Wednesday, January 22, 2003
Congestion charging The BBC and others report on Finland's plans to use position data from mobile phones to locate traffic jams and warn drivers of congestion. Pilots are already under way, the plan being to monitor 5% of mobiles, with updated information being supplied every 30 seconds...The effect of everyone then responding in the same way to the same information will be interesting to study.
Meanwhile in London - with far greater traffic congestion problems than Helsinki - a new congestion charging system is due to start on 17 February, and nobody really knows what's going to happen. A planned deal with the Post Office to enable drivers to pay daily charges has fallen through, hardly any residents have registered for their discounts, and the Evening Standard newspaper reports difficulties with machines able to supply tickets (but then the ES has always had a gripe with London's mayor, Ken Livingstone).
It's unclear what kind of design or testing process the self-service machines have gone through, but some of the few early users report frustration and failure. Shop assistants working in outlets with machines have not been shown how to operate them. The internet facility has failed to accept bank debit cards, and is also has not permitted card expiry information to be entered. The Guardian reports "the launch of cclondon.com was beset by crashes", while the mayor himself saying that telephone menu options - on the charging telephone hotline - need clarifying. There is also an option to pay by mobile phone text - but this requires credit card expiry details in date/month/year format, while credit cards only provide month and year information.

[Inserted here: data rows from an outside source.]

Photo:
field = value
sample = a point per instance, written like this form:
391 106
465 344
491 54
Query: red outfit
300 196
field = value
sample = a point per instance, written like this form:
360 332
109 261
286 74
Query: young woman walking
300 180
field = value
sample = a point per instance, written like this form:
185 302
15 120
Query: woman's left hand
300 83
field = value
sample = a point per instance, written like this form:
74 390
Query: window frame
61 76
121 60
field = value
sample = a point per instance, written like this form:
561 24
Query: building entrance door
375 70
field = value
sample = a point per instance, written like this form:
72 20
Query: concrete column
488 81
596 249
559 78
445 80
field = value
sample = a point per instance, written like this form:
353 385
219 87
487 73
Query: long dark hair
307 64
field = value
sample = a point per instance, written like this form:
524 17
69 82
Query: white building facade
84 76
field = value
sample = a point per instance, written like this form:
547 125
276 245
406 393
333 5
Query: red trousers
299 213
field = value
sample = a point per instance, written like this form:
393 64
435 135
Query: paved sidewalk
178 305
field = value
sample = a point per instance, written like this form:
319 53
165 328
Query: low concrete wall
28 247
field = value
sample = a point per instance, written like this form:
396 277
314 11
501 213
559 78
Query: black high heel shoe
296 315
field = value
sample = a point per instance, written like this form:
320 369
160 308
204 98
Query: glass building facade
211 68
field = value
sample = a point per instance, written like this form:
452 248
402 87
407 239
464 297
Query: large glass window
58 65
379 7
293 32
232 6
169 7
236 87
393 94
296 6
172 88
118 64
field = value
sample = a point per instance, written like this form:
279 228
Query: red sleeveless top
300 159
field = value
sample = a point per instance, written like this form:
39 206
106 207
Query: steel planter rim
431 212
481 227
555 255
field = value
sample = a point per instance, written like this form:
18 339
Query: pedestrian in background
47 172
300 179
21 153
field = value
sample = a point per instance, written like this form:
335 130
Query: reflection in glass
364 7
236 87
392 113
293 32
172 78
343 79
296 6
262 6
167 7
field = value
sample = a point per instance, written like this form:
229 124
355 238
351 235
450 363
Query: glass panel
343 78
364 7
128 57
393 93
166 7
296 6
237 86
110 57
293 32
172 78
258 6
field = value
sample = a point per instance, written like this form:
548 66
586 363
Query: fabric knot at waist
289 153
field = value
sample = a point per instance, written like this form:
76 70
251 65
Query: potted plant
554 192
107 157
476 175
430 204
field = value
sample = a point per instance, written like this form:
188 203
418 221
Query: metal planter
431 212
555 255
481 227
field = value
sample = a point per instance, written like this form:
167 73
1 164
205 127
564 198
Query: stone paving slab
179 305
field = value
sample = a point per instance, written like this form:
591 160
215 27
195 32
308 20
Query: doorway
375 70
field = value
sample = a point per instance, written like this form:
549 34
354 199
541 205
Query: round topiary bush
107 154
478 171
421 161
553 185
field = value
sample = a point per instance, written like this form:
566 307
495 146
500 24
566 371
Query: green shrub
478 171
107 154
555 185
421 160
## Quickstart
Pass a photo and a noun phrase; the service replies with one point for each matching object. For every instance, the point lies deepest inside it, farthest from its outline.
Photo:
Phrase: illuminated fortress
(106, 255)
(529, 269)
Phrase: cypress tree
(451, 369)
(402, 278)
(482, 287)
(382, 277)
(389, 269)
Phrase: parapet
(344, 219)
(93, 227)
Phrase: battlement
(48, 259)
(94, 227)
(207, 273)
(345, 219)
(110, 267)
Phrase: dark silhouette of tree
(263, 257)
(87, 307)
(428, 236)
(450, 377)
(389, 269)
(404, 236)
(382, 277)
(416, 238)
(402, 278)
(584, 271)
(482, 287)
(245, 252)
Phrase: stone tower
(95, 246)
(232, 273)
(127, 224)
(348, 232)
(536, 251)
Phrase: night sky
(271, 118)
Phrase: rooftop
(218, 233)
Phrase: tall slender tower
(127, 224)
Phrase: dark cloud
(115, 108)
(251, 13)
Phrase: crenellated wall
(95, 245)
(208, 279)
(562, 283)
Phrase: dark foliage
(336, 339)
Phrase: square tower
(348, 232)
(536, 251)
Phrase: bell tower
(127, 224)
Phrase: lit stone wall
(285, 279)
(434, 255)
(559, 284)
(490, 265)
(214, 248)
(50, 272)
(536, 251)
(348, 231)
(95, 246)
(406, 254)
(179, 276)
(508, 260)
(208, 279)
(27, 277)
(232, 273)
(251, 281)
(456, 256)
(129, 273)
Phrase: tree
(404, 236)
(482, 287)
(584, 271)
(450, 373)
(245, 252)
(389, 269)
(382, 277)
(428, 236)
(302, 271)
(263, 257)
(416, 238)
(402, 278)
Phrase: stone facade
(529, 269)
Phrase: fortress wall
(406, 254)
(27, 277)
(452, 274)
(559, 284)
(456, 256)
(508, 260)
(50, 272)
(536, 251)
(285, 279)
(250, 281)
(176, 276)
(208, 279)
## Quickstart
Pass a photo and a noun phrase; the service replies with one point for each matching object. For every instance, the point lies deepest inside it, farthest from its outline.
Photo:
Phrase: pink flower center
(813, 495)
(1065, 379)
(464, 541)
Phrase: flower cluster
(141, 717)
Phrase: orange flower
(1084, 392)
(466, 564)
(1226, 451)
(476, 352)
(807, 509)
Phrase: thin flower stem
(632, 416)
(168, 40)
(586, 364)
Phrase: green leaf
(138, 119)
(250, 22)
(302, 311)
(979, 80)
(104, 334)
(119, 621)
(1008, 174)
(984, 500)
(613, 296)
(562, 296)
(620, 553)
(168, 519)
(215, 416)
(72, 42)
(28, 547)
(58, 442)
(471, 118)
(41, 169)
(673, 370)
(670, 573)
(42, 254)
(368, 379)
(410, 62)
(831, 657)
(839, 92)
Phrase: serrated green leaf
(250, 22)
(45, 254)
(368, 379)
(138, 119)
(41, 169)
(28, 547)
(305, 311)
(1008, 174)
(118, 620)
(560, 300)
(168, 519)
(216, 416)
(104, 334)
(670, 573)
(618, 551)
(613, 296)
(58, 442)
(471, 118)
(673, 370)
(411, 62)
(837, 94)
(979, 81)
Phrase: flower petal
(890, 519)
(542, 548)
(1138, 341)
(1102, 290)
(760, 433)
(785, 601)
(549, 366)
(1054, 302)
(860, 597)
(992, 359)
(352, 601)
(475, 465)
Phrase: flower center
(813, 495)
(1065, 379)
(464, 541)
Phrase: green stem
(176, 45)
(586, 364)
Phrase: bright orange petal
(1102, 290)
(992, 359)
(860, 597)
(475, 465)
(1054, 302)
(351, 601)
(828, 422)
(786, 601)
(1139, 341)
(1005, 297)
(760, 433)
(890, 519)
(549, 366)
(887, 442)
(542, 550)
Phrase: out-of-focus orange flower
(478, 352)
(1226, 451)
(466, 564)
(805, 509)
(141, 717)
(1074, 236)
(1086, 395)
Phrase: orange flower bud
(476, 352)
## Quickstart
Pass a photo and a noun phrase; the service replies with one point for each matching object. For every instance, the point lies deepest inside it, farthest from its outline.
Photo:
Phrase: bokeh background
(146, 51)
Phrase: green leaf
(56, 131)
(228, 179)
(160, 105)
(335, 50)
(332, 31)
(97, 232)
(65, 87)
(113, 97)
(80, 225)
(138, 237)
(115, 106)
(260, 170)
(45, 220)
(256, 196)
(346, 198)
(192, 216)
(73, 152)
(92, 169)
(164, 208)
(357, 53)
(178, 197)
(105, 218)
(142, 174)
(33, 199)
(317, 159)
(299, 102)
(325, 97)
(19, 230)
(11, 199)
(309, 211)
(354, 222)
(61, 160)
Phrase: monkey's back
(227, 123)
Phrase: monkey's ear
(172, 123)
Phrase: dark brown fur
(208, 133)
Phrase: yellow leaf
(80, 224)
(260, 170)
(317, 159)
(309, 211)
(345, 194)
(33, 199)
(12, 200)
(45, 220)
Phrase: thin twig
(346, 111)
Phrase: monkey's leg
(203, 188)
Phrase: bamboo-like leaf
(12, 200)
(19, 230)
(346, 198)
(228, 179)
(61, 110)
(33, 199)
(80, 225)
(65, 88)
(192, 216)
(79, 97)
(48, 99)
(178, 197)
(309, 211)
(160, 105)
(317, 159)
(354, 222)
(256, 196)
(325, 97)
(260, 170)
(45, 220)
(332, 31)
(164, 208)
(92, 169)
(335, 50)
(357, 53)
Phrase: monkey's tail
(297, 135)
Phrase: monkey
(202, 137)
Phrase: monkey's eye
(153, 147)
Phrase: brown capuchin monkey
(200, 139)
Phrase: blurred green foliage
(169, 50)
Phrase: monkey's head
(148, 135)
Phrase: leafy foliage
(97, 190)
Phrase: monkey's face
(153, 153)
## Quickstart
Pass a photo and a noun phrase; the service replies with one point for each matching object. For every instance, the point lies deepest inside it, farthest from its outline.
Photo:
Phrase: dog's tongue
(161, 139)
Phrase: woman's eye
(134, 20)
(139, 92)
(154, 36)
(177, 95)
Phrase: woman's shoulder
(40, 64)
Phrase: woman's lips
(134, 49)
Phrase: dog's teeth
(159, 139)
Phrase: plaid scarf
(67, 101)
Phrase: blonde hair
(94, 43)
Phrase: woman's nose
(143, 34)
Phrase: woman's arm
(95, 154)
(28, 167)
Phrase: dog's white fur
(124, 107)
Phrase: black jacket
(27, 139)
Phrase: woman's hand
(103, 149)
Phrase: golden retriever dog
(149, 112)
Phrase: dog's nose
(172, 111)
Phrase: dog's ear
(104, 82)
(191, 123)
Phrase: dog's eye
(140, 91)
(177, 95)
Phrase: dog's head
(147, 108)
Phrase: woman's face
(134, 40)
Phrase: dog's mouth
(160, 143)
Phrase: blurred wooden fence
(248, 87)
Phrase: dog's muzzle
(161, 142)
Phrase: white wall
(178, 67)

While "the system as a whole has been working perfectly okay", according to a Transport for London spokesperson, it has to be said that this was during a period with virtually no users. The contractor responsible for all this is one of the usual suspects, Capita. UK readers may recall that this was the firm behind the Individual Learning Accounts, an IT training grant scheme that turned into a fiasco, when the Capita website allowed dozens of training organisations to fraudulently claim government funds, sometimes amounting to millions of pounds - the entire scheme was abandoned and the IT training sector thrown into turmoil as a result. Capita was also behind the passport agency fiasco a few years back as well as the 2002 failure of a national security checking system for teachers.